As the tiger padded out of sight, Joan put her hand out again. The barrier seemed slightly rounded, as if it was shaped like a sphere. She pictured this slice of winter as the thick wall of a bubble that surrounded the archive completely.

‘It’s like a moat,’ Ruth said. ‘A piece of another time standing between us and the archive.’

‘You really didn’t know this was here?’ Aaron said to Tom.

‘I would have told you,’ Tom said, annoyed.

‘What are we going to do?’ Ruth said. ‘We can’t travel through that. It would be a hundred thousand years just to walk into the Palaeolithic period, and then another hundred thousand years to walk out.’

‘I think that’s the point,’ Aaron said. ‘It can’t be traversed.’

Joan hoped no one had ever walked through it. Because a round trip—through the moat to the archive and back—would cost four hundred thousand years of human life. Had the King ever stolen that much? She felt ill at the thought.

‘We need to go back,’ Aaron said.

‘No,’ Joan said. ‘No. Wait.’ She needed to think.

‘There’s no way in. We need to cut our losses,’ Aaron said.

‘The new guards will be here soon,’ Tom said.

Joan could see the archive’s door across the strip of snow. It was so close. She could hardly bear it. Behind that door, there was a device that could bring her family back to life. The transformatio, Gran had called it. And Joan was standing a few feet away, unable to even touch the door. She couldn’t leave.

‘Joan,’ Aaron said.

Joan shook her head.

‘Look,’ Aaron said. ‘Even if it were possible to steal that much human time, we still couldn’t travel through that thing. We’re on a mire.’

A mire. Joan had forgotten about that. Monsters couldn’t travel here—their powers didn’t work in this place. Except . . . that clearly wasn’t quite true.

The King’s powers still worked: this bubble of another time was proof of that; the whole palace out of its time was proof. Maybe the family powers would still work here too. Maybe the Hunt power would work.

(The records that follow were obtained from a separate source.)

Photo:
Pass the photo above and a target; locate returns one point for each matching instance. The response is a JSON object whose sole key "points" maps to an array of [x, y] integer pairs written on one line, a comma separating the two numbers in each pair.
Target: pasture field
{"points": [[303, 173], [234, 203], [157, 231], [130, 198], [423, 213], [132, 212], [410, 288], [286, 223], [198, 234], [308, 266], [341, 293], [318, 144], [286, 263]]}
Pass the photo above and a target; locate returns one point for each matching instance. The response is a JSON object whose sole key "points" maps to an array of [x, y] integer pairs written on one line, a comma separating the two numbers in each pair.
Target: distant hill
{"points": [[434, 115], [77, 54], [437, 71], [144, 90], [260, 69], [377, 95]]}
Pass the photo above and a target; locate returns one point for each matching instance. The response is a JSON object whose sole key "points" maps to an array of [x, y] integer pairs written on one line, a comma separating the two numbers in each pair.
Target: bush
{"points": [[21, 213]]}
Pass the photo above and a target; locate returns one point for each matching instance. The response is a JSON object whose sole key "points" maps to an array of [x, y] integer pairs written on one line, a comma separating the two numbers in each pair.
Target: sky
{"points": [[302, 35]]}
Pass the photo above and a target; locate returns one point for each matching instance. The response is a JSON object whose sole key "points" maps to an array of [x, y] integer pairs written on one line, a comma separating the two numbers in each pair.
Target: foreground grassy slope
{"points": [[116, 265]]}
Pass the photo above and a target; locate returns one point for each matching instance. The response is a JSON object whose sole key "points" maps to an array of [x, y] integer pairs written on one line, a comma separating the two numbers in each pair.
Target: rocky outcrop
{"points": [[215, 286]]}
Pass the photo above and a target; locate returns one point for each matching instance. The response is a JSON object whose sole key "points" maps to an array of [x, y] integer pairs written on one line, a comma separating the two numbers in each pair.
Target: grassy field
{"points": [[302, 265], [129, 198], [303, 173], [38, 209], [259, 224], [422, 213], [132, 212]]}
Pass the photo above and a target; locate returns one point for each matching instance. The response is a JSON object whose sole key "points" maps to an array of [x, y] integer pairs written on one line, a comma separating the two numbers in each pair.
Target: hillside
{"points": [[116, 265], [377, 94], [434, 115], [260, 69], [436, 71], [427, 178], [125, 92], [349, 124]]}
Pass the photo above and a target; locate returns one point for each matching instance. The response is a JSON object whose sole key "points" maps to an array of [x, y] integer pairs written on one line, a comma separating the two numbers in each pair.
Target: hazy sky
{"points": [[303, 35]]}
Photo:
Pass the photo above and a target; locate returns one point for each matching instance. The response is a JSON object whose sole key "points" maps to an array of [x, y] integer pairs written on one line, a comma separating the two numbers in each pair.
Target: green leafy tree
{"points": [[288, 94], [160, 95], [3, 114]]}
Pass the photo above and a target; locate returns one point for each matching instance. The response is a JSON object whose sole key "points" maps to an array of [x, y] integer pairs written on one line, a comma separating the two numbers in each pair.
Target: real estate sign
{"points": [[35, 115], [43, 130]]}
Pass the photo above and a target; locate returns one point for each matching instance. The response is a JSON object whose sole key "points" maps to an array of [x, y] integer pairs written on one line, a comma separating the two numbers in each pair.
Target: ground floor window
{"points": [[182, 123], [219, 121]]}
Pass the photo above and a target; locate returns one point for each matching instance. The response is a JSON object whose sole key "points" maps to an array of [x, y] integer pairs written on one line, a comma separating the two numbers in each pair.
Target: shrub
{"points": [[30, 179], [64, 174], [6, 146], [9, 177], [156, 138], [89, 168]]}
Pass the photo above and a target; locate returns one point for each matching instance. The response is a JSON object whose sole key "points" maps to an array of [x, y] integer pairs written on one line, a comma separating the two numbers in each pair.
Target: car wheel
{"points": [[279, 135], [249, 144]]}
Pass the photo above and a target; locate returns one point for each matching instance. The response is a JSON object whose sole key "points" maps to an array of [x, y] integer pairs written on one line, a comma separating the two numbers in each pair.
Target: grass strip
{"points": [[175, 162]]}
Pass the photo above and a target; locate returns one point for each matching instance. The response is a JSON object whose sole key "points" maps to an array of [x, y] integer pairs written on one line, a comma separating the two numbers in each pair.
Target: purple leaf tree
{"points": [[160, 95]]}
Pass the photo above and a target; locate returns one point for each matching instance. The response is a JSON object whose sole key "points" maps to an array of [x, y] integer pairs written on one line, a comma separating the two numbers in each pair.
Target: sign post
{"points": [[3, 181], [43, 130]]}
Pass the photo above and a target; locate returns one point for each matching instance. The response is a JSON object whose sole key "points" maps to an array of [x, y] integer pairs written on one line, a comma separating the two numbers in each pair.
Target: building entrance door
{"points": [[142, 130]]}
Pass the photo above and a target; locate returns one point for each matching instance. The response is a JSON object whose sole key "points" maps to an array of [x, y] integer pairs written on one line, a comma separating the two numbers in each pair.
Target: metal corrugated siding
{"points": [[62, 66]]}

‘Ruth,’ Joan said. There was a twig on the floor, tracked in from the garden. Joan bent to pick it up. The thought was still half-formed as she straightened. ‘Ruth, do you think you could put this in there?’

‘What do you mean?’ Ruth said, sounding confused.

Joan’s own family power had diminished over the years. As a child, she’d been able to hide and retrieve things just like the rest of the Hunts. But as she’d gotten older, retrieval had become less and less reliable. She’d lost things that way. A jade bracelet that she’d been given as a baby. A cameo brooch that Mum had once owned. A few years ago, she’d stopped trying to hide things at all. Ruth’s and Bertie’s Hunt power had gotten stronger as they’d gotten older, but Joan’s had faded away as if it had never really been hers.

‘How does the Hunt power actually work?’ Joan asked Ruth.

Tom interjected with a soft cough. He showed them the wristwatch he’d taken from the guard: eleven thirty-five. ‘Next change is twenty-five minutes away.’

So they had twenty-five minutes. No . . . Joan calculated. Fifteen minutes, unless they wanted to run right into the new guards.